Some Israeli Arabs are more fortunate in undergoing security checks. Singer and actress Mira Awad, a celebrity who has represented Israel in the 2009 Eurovision Song Contest, received a “Jewish” security sticker at Ben-Gurion Airport before a 2013 flight – but only after an alert guard removed the “Arab” sticker another guard had stuck on her passport.
Dozens of non-celebrity Israeli Arabs have not been so lucky. It took the Tel Aviv Magistrate’s Court eight-anda- half years to order the Israel Airports Authority to pay compensation to a professor from the Hebrew University of Jerusalem after she underwent a humiliating security check at Ben-Gurion.
Prof. Nadera Shalhoub-Kevorkian, a criminologist and a leading activist in the field of human rights and women’s rights, was on her way to give a lecture at a conference in Tunis, when a three-hour interrogation by IAA inspectors made her miss her flight.

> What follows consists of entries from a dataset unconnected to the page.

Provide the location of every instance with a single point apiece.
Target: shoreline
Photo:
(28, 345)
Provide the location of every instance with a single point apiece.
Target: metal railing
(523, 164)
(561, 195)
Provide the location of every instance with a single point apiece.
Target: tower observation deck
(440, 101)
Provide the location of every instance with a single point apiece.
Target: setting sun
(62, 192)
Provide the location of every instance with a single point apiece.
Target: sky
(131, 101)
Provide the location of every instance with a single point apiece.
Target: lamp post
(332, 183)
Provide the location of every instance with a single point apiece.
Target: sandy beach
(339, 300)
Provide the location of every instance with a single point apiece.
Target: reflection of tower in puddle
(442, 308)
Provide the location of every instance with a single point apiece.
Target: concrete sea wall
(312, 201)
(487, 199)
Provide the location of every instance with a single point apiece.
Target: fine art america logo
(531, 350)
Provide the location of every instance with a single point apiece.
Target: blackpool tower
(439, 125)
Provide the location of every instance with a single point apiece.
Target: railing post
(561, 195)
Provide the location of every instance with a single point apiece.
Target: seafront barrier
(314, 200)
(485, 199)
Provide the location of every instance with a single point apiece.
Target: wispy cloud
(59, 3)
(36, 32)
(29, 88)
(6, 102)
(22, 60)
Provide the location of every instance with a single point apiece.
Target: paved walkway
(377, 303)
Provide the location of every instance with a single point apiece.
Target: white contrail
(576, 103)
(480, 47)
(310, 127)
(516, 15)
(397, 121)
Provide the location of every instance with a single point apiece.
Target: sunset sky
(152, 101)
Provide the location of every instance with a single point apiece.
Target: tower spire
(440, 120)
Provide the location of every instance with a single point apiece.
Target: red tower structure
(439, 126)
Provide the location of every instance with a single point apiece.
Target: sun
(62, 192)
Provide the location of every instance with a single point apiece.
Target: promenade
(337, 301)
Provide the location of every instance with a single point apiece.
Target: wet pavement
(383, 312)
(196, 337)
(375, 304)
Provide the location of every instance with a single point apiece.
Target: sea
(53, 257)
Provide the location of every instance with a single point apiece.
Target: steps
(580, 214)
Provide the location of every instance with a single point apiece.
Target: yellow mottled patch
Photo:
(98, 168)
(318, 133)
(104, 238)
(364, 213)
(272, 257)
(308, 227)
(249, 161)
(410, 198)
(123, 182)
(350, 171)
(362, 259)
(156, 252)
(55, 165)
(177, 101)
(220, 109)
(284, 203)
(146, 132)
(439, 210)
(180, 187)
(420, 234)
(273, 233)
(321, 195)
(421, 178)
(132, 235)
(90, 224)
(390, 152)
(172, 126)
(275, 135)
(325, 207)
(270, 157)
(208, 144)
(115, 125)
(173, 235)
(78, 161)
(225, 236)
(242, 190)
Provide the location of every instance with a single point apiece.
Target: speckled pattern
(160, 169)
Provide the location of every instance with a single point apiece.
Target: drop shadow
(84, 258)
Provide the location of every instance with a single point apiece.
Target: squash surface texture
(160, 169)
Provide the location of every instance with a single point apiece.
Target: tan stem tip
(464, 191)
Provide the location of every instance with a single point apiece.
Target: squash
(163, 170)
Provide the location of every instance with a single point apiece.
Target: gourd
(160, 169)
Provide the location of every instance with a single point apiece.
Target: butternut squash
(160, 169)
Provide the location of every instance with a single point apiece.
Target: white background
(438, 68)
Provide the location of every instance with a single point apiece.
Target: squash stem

Security system improvements seem to have eased the invasive and humiliating checks of Israeli Arab travelers at Ben-Gurion, following an Association for Civil Rights in Israel petition to the High Court of Justice. The justices ordered the airport to end the discriminatory practice of treating all Arabs as security threats. The time is overdue to establish this norm throughout the country.